Few people may have noticed the change, because Levine's older, classic drawings for the Review--there were more than 3,800 of them--still appeared in the magazine, not just amid the articles but in various promotions and inserts: Saul Bellow or Amelia Earhart, looking reproachful or entreating, urging readers to re-up. In Manhattan and Cambridge and Ann Arbor and Santa Monica, where calendars featuring Levine drawings still hung in their usual places, it was as if he'd never left. But when the older work was juxtaposed with the newer, sometimes across the page, the contrast was stark, and sobering.
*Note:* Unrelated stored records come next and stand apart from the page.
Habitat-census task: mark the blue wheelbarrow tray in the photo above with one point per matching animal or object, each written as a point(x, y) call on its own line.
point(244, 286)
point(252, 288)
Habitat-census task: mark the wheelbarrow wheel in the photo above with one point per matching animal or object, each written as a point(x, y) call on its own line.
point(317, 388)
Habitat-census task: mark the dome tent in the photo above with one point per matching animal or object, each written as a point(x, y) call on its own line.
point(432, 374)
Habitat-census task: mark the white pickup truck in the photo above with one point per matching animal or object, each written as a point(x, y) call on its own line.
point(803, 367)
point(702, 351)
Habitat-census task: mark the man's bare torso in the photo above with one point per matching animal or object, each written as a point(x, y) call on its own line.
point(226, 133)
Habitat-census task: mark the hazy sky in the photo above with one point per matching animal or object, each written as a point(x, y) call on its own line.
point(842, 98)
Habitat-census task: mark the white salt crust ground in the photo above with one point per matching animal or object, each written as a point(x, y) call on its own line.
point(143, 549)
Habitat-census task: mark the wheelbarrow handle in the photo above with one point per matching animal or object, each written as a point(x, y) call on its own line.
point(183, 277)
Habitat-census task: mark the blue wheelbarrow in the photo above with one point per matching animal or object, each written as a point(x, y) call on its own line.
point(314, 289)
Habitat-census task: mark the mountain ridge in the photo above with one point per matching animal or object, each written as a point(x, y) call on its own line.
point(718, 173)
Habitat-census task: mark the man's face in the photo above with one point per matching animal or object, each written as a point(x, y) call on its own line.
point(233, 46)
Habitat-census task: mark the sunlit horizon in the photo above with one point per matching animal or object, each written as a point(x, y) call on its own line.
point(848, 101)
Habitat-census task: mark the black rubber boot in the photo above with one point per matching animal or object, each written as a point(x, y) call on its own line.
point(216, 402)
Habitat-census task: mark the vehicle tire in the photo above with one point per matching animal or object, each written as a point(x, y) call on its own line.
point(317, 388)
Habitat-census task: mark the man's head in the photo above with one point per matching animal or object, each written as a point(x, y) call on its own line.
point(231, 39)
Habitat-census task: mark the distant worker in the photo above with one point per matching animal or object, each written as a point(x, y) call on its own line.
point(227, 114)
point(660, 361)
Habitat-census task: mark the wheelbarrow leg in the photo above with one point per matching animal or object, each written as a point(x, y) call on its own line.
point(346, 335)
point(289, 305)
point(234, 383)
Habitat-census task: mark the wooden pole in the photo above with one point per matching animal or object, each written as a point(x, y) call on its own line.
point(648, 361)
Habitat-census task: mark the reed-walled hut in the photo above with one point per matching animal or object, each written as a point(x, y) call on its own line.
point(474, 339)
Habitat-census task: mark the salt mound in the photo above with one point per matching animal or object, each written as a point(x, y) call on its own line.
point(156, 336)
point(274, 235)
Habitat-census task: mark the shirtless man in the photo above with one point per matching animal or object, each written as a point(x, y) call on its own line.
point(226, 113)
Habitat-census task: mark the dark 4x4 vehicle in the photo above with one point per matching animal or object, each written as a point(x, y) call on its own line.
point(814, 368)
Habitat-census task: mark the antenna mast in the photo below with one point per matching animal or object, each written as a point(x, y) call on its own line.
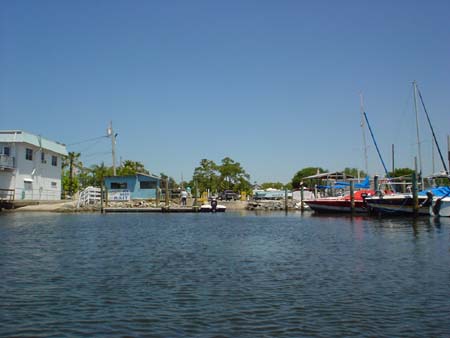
point(110, 132)
point(366, 166)
point(417, 131)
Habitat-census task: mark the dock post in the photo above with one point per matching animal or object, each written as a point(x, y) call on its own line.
point(285, 200)
point(101, 199)
point(414, 189)
point(352, 197)
point(158, 197)
point(167, 192)
point(302, 203)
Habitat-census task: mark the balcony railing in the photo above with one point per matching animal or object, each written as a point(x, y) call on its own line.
point(7, 195)
point(8, 162)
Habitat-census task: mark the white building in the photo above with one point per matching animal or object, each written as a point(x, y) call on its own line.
point(30, 166)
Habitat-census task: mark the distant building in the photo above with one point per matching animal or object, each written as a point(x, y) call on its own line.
point(139, 186)
point(30, 166)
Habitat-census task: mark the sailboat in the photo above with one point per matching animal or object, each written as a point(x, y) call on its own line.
point(403, 203)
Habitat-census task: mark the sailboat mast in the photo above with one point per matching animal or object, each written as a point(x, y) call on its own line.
point(366, 166)
point(432, 131)
point(417, 131)
point(376, 145)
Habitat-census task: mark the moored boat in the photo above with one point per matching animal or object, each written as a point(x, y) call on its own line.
point(398, 204)
point(441, 204)
point(341, 204)
point(212, 207)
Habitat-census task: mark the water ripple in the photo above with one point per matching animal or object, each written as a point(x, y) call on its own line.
point(223, 275)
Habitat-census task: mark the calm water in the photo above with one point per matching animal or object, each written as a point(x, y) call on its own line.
point(228, 274)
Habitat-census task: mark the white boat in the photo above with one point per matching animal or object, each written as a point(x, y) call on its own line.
point(209, 208)
point(440, 207)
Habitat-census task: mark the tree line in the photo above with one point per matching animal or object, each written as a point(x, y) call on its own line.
point(207, 176)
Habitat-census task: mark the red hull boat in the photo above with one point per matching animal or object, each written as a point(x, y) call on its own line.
point(341, 203)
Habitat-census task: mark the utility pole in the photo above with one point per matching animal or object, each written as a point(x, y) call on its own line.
point(113, 146)
point(448, 149)
point(393, 160)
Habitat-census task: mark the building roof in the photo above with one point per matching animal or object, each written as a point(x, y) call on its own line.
point(19, 136)
point(138, 174)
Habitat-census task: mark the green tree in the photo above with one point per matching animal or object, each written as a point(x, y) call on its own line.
point(354, 172)
point(206, 176)
point(399, 172)
point(233, 176)
point(70, 164)
point(172, 183)
point(305, 172)
point(273, 185)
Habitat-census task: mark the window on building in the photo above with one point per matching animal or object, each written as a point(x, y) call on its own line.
point(29, 154)
point(147, 185)
point(119, 185)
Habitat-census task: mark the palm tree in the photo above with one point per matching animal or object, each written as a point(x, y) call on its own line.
point(72, 160)
point(99, 172)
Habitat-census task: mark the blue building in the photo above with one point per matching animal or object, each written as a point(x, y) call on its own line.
point(132, 187)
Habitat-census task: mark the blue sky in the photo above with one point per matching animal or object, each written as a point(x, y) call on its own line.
point(272, 84)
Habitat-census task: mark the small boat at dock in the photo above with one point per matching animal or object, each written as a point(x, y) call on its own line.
point(341, 204)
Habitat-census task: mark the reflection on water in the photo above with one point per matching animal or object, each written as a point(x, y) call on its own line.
point(231, 274)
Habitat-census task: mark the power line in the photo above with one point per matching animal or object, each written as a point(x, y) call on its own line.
point(88, 140)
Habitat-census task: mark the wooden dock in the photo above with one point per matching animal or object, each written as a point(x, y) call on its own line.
point(160, 210)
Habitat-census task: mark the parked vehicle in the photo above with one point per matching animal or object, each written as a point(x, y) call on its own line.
point(228, 195)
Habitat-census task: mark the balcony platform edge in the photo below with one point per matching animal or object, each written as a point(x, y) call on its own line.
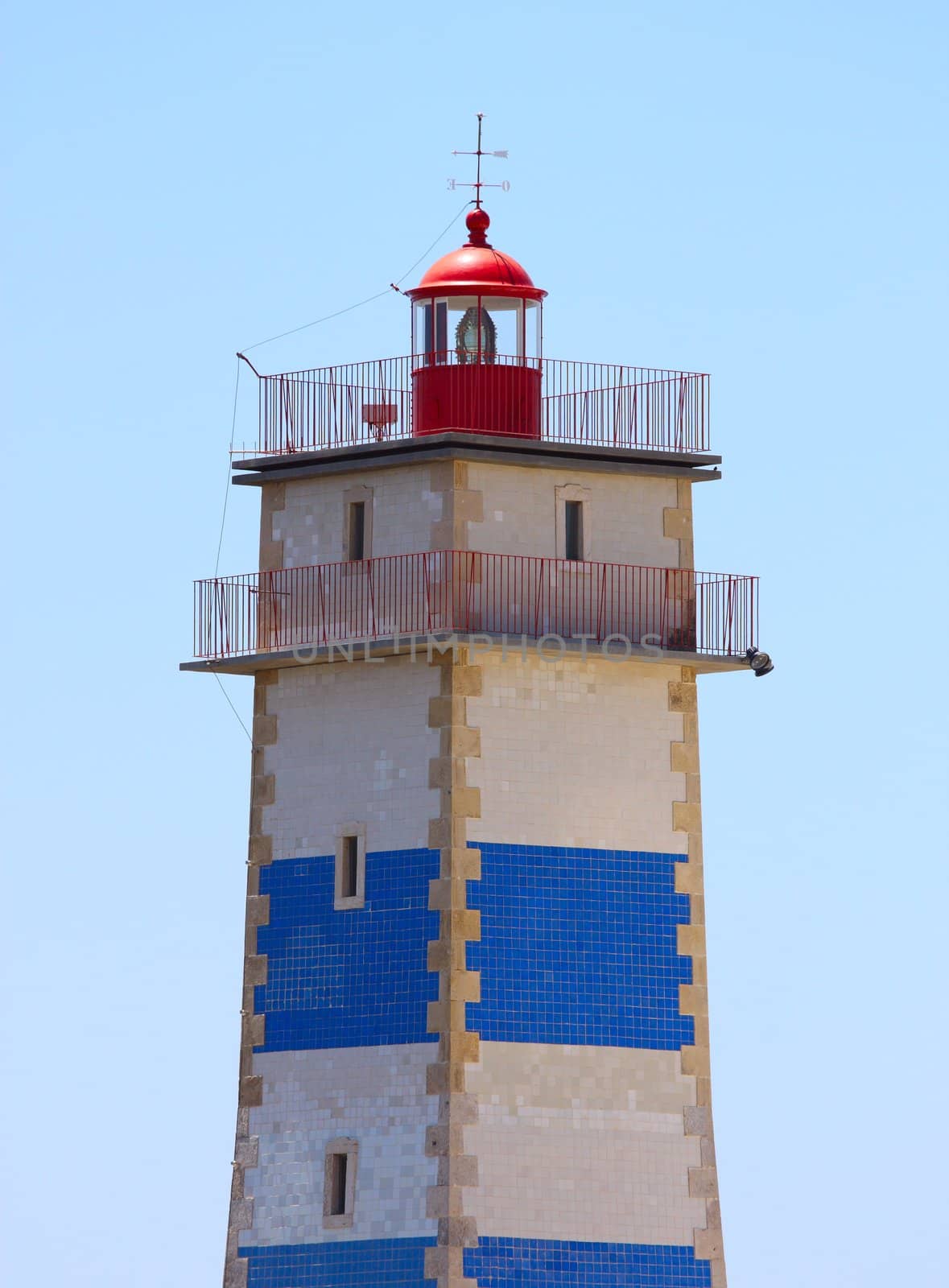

Simultaneously, two more dramas were under way. One was on Henry Street in Brooklyn Heights, where Levine, now 81 years old, had long lived and worked. Gradually, his universe had grown darker and fuzzier. He could no longer see very clearly without strong light and magnification, or rely upon his hand: the lines that had always been his friends, the spare, crisp ones that defined someone's shape, and the elaborate cross-hatchings that gave him soul, he could no longer control. His ophthalmologist had put it bluntly. "Mr. Levine, you don't look your age," he said. "But your eyes do." His diagnosis: macular degeneration. Medications and injections didn't help. Levine worked on, but laboriously. He abandoned pen and ink for pencil, which, as he puts it, "was more forgiving if I made a mistake." But the results were plain enough. For the first time--except for those very few instances when it had been too tart for the publication's taste--the Review rejected his work.